Questões financeiras
Como não tinha condições de pagar, ela contou com o apoio financeiro da mãe. Sua maior dificuldade nos estudos foi com uma matéria que precisava utilizar o computador. “Não passei… aí a minha mãe me ajudou muito porque ela pagou uma aula particular para mim para fazer um curso. Fui fazer a prova de novo e passei, mas não cheguei a concluir a faculdade porque a minha mãe faleceu e eu não tive condições de pagar “, relatou.
De acordo com uma pesquisa realizada pela Semesp em 2023, problemas financeiros são o principal motivo relacionado ao pensamento de desistir do curso.
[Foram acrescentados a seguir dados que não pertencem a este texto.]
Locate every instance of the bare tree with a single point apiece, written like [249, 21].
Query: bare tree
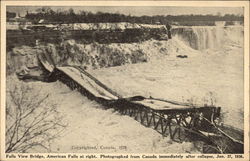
[31, 120]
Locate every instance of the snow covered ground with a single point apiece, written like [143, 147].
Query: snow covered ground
[210, 76]
[92, 129]
[207, 77]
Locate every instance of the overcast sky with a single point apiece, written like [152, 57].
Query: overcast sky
[139, 11]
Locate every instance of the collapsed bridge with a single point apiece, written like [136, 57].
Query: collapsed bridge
[180, 121]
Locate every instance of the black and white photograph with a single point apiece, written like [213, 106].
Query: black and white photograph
[100, 79]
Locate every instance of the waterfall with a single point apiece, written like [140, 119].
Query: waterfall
[209, 37]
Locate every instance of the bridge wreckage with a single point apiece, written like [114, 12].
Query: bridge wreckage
[181, 121]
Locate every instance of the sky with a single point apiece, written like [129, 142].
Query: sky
[138, 10]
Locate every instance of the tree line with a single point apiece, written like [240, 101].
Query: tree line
[70, 16]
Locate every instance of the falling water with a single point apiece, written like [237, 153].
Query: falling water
[209, 37]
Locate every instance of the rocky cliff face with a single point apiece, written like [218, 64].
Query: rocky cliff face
[89, 56]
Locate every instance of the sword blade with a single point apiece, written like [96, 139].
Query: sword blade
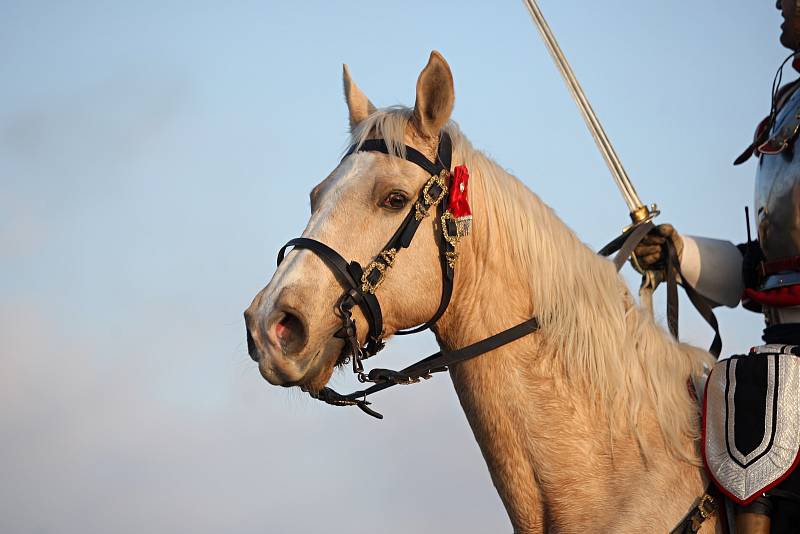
[637, 209]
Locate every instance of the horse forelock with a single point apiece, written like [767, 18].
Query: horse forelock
[603, 344]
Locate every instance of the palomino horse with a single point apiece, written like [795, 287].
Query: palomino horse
[586, 425]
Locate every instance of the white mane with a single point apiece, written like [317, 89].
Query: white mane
[602, 341]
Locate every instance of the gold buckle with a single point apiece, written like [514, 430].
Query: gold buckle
[707, 506]
[430, 202]
[453, 239]
[384, 260]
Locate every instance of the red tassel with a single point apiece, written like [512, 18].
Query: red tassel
[459, 201]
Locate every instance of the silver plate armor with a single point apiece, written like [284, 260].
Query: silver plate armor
[745, 475]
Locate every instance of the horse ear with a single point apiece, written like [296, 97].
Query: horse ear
[357, 102]
[435, 96]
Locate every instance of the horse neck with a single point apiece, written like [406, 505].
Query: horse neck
[529, 418]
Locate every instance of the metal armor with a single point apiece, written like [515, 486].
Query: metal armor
[777, 193]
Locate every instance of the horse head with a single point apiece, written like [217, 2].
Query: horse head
[294, 324]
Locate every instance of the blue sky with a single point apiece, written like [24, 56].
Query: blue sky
[154, 156]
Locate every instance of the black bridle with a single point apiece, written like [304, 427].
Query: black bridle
[361, 283]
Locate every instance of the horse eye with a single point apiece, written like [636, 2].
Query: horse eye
[395, 201]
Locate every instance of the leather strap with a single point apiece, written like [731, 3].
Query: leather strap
[435, 363]
[626, 243]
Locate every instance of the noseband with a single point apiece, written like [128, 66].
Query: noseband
[360, 284]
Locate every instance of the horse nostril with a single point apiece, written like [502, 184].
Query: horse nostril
[251, 346]
[290, 333]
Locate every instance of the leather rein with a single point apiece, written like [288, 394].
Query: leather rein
[360, 285]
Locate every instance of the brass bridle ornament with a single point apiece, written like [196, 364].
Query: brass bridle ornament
[361, 284]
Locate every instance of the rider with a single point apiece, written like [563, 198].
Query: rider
[752, 425]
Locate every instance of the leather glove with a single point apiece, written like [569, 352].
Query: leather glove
[651, 252]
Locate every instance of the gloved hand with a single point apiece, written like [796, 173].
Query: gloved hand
[651, 252]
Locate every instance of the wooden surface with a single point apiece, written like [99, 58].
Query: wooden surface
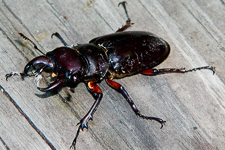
[193, 104]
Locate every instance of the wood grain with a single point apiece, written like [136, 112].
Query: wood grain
[193, 104]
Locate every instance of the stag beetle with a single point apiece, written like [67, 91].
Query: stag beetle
[108, 57]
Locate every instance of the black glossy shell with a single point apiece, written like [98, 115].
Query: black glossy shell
[96, 59]
[132, 52]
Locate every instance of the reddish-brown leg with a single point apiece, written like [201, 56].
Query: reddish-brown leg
[97, 94]
[119, 88]
[154, 71]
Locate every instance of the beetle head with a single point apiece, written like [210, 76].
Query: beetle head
[66, 63]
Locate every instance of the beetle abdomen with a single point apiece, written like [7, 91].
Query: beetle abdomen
[132, 52]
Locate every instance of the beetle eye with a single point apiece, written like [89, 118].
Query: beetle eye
[74, 78]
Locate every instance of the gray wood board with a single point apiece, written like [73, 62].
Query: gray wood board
[193, 104]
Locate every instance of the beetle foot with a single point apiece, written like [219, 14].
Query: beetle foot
[16, 74]
[83, 124]
[162, 122]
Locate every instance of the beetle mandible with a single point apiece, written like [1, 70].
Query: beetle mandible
[111, 56]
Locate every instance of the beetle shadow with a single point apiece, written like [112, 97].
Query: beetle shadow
[49, 94]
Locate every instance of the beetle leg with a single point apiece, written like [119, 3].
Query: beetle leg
[121, 90]
[59, 82]
[128, 22]
[97, 94]
[174, 70]
[60, 37]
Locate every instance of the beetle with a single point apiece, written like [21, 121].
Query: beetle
[108, 57]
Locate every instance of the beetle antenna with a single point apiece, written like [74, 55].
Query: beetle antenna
[125, 9]
[35, 46]
[59, 37]
[128, 22]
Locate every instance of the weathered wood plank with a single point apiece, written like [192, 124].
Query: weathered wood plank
[192, 104]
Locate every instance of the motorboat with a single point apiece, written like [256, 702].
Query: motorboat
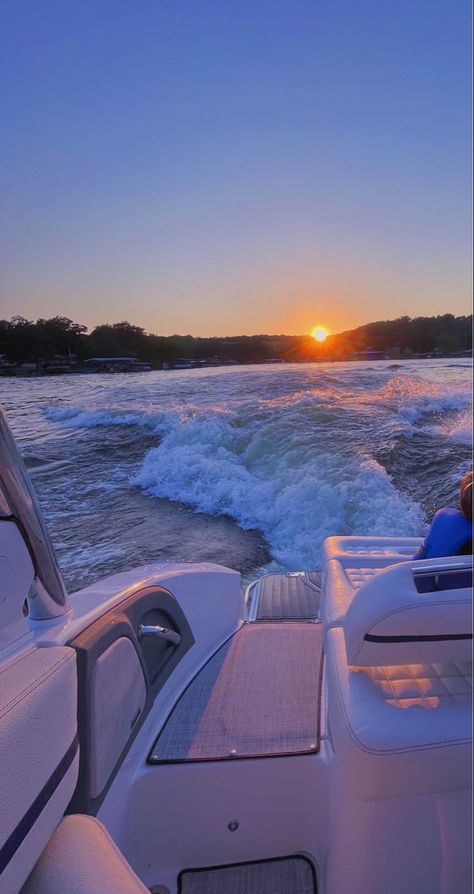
[164, 731]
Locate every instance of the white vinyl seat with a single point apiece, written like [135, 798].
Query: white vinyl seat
[81, 858]
[399, 730]
[400, 686]
[398, 674]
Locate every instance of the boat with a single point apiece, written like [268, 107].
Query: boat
[164, 731]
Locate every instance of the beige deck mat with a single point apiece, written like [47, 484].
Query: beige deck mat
[258, 696]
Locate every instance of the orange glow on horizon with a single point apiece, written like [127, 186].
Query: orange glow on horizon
[320, 333]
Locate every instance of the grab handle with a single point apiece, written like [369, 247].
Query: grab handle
[162, 632]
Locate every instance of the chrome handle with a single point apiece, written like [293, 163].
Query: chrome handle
[162, 632]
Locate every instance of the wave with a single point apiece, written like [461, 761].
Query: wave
[289, 454]
[293, 494]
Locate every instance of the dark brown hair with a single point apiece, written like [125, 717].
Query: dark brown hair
[465, 498]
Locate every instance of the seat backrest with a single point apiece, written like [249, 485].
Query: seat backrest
[412, 613]
[39, 754]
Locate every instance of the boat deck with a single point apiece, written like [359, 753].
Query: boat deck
[258, 696]
[289, 596]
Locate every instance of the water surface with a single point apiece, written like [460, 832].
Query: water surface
[251, 467]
Muitas pessoas por não terem condições de arcar com os custos da universidade acabam abandonando esse sonho. Para as mulheres, em especial as mães, é mais difícil ainda continuar na jornada da graduação tendo que lidar com tantas barreiras e responsabilidades. Porém, mesmo em meio a um mar de obstáculos elas continuam a se destacar, fortes e perseverantes como Dreyceane Soares e Maria de Fátima Monteiro, elas seguem mostrando que nada é impossível.